So what happens at runtime is that you build up pipeline of erat' calls in erat. Each one of them holds on to as much of its input as has been evaluated, slowly consuming it. The interesting part is that your code doesn't evaluate anything in advance - it seems like it should actually stream pretty well - except for the fact that the pipeline is too deep. The pipeline created is approximately n stages - this is (inefficient!) trial division, not the sieve of Eratosthenes. You should only be adding prime numbers to the pipeline, not every number.
breaking update: You should use
map snd $ foldl' (\a c -> (if null a then 0 else
case last a of (x,y) -> y) `seq` erat' (c,False) a) [] [2..n]
to force the list fully on each iteration. It will consume less memory and run faster.
The reason for the above is that foldl' only forces the accumulator to weak head normal form, and even using last a isn't enough, as it would be forced just to a pair (_,_), without forcing its constituents.
But when your erat' function is changed so that it stops scanning the interim list of primes and their multiples as soon as possible, and shares its tail whenever possible (as described below), it is faster without the forcing, even if using more memory.

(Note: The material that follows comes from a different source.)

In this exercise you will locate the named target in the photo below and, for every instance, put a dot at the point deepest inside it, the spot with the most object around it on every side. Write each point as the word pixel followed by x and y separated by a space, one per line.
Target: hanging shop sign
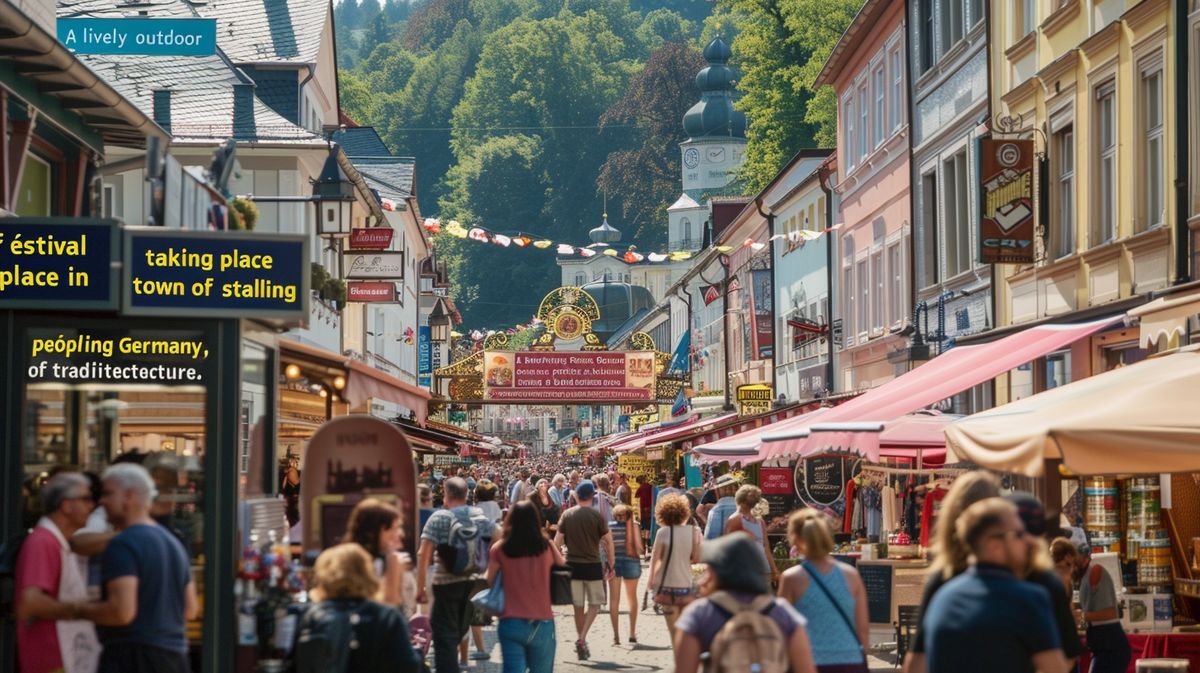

Your (updated) code, edited a little for legibility:
g :: (Integer, Bool) -> [(Integer,Integer)] -> [(Integer,Integer)]
g (c,b) ((x,y):xs)
| c < x = (x, y) : g (c,b) xs -- `c < x` forces the x already,
| c == x = (x+y,y) : g (c,True) xs -- no need for `seq`
| c > x = (x+y,y) : g (c,b) xs
g (c,True) [] = []
g (c,False) [] = [(c*c,c)]
primes :: Integer -> [Integer]
primes n = map snd $ foldl' (\a c -> g (c,False) a) [] [2..n]
So, your primes n is actually a little like a right fold on the reversed [2..n] list. Writing h for flip $ foldl' (\a c -> g (c,False) a), it is
= map snd $ h [2..n] $ []
= map snd $ h [3..n] $ [(2*2,2)]
= map snd $ h [4..n] $ (4,2) :(g (3,False) [])
= map snd $ h [5..n] $ (4+2,2):(g (4,True ) $ g (3,False) [])
= map snd $ h [6..n] $ (6,2) :(g (5,False) $ g (4,True ) $ g (3,False) [])
....
The strictness of foldl' has limited effect here as the accumulator is forced only to the weak head normal form.
Folding with (\a c -> last a `seq` g (c,False) a) would give us
= map snd $ ... $ g (3,False) [(2*2,2)]
= map snd $ ... $ g (4,False) [(4,2),(3*3,3)]
= map snd $ ... $ g (5,False) [(4+2,2),(9,3)]
= map snd $ ... $ g (6,False) [(6,2),(9,3),(5*5,5)]
= map snd $ ... $ g (7,False) [(6+2,2),(9,3),(25,5)]
= map snd $ ... $ g (8,False) [(8,2),(9,3),(25,5),(7*7,7)]
= map snd $ ... $ g (9,False) [(8+2,2),(9,3),(25,5),(49,7)]
= map snd $ ... $ g (10,False) [(10,2),(9+3,3),(25,5),(49,7)]
= map snd $ ... $ g (11,False) [(10+2,2),(12,3),(25,5),(49,7)]
....
= map snd $ ... $ g (49,False)
[(48+2,2),(48+3,3),(50,5),(49,7),(121,11)...(2209,47)]
....
but all these changes will be pushed through to the list by the final print anyway, so the laziness is not the immediate problem here (it causes stack overflow for bigger inputs, but that's secondary here). The problem is that your erat' (renamed g above) eventually pushes each entry through the whole list needlessly, recreating the whole list for each candidate number. This is a very heavy memory usage pattern.
It should stop as early as possible, and share the list's tail whenever possible:
g :: (Integer, Bool) -> [(Integer,Integer)] -> [(Integer,Integer)]
g (c,b) ((x,y):xs)
| c < x = (x, y) : if x==y*y then (if b then xs
else xs++[(c*c,c)])
else g (c,b) xs
| c == x = (x+y,y) : if x==y*y then xs
else g (c,True) xs
| c > x = (x+y,y) : g (c,b) xs
g (c,True) [] = []
g (c,False) [] = [(c*c,c)]
Compiled with -O2 and run standalone, it runs under ~ N1.9 vs your original function's ~ N2.4..2.8..and rising, producing primes up to N.
(of course a "normal" sieve of Eratosthenes should run at about ~ N1.1, ideally, its theoretical time complexity being N log (log N)).